LC Chili Fixin’s Note

A squeeze of lime. A flurry of diced avocado. A dollop of sour cream. A handful of tortilla chips. Whatever your usual chili fixin’s, they’re welcome here, too, though this is hardly a traditional chili. It’s quite a lot soupier, a little smokier, and, in some ways, subtler than most chilis. It’s sorta a soupy Mexican stew, actually though we daren’t call it such because we can’t recall ever seeing bacon in a recipe for Mexican soup. But you get the idea. If you crave a thicker, more chili-like chili, reduce the amount of broth to 3 cups and, if you desire, mash some of the beans with the back of a fork prior to adding them to the pot.

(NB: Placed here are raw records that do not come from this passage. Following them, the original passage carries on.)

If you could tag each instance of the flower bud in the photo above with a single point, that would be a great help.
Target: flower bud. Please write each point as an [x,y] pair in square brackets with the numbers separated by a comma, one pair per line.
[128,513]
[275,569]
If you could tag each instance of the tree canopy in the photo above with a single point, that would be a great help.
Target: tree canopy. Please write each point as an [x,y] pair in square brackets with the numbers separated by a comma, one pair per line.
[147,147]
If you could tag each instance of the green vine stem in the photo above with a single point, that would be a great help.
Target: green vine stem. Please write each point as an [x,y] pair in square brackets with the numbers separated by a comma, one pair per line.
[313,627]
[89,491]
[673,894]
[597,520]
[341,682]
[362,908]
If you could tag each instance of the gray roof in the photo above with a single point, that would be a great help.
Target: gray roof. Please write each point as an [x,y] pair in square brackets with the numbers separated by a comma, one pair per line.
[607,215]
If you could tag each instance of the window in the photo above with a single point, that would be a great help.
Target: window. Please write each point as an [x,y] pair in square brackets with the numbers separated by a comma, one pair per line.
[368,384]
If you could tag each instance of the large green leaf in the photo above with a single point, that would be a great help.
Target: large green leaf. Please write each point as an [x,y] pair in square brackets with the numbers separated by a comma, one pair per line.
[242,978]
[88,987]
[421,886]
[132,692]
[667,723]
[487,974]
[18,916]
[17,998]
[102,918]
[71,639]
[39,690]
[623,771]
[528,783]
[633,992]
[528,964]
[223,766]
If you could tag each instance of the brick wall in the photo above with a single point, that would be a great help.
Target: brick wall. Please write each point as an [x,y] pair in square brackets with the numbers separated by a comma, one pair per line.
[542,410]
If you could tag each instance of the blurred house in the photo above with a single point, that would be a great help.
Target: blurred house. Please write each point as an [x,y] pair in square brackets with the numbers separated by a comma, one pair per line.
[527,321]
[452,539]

White Bean and Chicken Chili Recipe

  • Quick Glance
  • 35 M
  • 1 H
  • Serves 6

Ingredients

  • 1/2 pound bacon
  • 6 ounces pearl onions, peeled, or 1 medium onion, diced
  • 1 cup peeled, shredded carrots (optional)
  • 1/2 cup diced celery (optional)
  • 1 Anaheim, poblano, or jalapeño chile pepper, seeded and finely diced, or more to taste
  • 1 1/2 tablespoons minced garlic
  • 4 cups (32 ounces) homemade chicken stock or low-sodium store-bought chicken broth
  • 2 cups shredded cooked chicken
  • 2 15-ounce cans white beans (any kind), drained and rinsed
  • 1/4 cup finely chopped fresh cilantro
  • 1 to 1 1/2 teaspoons ground cumin, or more to taste
  • 1/2 teaspoon kosher salt
  • 1/4 teaspoon freshly ground black pepper

Directions

  • 1. Fry the bacon in a Dutch oven or large pot over medium heat, turning once or twice, until browned and crisp. Transfer the bacon to a paper towel-lined plate and reserve 3 tablespoons drippings in the pot. When the bacon has cooled enough to handle, crumble it into pretty small pieces.
  • 2. Heat the reserved bacon drippings over medium heat. Add the onions, carrots, and celery, if using, and chile pepper and cook, stirring, until tender, about 5 minutes. Add the garlic and cook, stirring, for 1 minute.
  • 3. Add the crumbled bacon, stock or broth, chicken, beans, cilantro, cumin, salt, and pepper to the pot and stir to combine. Reduce the heat to low and simmer for 15 minutes before serving.